#数字货币市场回升 Want to hold above in the crypto market with $ZEC? Don't expect to get rich overnight; this field relies on understanding the market's Depth and mental fortitude. Here are a few tips I've discovered through practical experience that can help you avoid many pitfalls.
First, let's talk about $BTC, which is the barometer of the entire market. No matter how independent ZEC is, it is an iron rule that the overall direction follows BTC. If you can't understand the rise and fall rhythm of BTC, the operation of other coins is basically just guessing.
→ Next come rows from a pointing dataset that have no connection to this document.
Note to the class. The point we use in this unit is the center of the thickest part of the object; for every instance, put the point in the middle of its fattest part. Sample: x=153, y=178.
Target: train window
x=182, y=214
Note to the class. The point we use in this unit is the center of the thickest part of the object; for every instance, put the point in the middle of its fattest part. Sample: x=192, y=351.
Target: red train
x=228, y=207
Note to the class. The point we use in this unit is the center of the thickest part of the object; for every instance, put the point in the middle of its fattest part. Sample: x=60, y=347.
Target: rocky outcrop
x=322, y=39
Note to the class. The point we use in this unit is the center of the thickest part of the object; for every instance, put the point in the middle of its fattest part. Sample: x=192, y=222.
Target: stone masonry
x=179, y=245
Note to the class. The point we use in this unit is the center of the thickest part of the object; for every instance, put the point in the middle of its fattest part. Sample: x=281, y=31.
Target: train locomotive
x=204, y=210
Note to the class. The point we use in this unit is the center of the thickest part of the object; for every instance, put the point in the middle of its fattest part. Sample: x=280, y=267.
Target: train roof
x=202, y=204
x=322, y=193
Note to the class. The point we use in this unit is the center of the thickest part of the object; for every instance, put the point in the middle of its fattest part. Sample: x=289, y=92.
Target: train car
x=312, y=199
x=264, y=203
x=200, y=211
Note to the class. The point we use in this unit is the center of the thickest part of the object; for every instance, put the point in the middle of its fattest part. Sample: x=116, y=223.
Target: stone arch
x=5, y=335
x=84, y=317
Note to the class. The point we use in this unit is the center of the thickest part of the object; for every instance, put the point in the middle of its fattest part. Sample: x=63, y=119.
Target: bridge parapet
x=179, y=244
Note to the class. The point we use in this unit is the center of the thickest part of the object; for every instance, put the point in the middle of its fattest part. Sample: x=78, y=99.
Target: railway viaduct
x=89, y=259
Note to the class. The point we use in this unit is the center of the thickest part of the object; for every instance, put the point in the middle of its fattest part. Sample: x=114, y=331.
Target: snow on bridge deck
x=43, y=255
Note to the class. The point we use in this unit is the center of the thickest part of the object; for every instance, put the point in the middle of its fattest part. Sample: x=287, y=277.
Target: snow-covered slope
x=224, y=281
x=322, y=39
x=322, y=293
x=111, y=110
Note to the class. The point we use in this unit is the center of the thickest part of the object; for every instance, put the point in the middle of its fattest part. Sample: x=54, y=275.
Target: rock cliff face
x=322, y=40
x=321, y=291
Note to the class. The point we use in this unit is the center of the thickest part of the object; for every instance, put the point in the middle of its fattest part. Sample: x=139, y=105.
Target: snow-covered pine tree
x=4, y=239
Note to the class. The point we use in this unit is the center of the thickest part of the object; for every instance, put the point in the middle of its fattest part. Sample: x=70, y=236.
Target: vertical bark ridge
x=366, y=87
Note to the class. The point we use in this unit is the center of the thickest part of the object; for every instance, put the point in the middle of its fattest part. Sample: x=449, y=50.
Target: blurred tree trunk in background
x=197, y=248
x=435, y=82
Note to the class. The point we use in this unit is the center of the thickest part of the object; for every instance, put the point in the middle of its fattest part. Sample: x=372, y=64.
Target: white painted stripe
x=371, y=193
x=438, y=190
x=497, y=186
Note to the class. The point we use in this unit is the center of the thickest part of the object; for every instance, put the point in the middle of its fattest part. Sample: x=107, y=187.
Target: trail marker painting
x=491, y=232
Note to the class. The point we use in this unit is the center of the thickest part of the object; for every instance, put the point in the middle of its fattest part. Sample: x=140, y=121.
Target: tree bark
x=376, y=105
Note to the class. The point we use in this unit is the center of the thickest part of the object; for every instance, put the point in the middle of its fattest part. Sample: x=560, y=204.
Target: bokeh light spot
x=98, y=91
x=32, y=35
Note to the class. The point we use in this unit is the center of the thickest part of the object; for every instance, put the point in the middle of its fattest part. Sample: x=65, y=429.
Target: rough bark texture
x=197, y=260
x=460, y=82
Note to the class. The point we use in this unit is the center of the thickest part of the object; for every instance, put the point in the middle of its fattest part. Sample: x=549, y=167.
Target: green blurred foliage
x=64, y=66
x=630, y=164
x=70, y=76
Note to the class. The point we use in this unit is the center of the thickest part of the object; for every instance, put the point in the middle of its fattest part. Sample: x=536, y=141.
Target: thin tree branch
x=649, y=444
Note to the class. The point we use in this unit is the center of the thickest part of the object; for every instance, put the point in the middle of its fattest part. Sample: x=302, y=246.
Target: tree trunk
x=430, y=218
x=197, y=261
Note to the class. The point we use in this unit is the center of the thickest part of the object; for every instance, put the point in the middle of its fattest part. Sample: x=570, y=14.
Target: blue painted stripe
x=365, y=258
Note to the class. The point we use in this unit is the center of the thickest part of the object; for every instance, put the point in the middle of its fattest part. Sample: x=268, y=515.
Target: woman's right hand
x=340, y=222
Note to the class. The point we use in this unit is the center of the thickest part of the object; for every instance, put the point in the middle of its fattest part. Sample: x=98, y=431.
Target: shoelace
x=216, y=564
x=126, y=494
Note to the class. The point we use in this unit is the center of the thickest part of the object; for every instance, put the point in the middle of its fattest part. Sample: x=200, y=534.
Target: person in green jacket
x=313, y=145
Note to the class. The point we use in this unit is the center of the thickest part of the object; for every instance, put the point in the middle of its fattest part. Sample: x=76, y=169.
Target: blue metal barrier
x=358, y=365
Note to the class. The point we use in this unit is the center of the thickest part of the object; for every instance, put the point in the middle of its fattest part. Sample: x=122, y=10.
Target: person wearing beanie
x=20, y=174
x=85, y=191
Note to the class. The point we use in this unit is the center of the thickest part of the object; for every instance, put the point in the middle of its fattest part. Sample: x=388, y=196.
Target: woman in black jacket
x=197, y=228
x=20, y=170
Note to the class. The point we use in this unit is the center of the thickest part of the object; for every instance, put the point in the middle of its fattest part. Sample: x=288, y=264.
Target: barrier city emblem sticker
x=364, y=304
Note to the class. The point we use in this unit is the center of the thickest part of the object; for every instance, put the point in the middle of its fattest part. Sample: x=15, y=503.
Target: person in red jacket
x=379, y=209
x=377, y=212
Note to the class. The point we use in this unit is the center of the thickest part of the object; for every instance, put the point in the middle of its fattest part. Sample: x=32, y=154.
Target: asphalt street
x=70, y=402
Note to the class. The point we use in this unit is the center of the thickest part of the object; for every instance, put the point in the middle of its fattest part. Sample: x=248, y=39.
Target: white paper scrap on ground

The period from 0:00 to 1:00 AM is very special, with thin liquidity, making prices prone to abnormal fluctuations. Placing a few limit orders before going to bed may occasionally yield unexpected gains when you wake up the next day.
The performance of USDT can reveal a lot of information. When USDT is trading at a premium, it indicates that funds are withdrawing; when BTC surges but USDT weakens, it is a signal of overheated sentiment. When the two diverge, it is often a turning point in the market.
Don't just focus on the market. The Federal Reserve's policy direction and macroeconomic data have a more direct impact on coin prices than you might think. Sometimes it's not that your judgment is wrong, but that you haven't noticed the changes in external factors.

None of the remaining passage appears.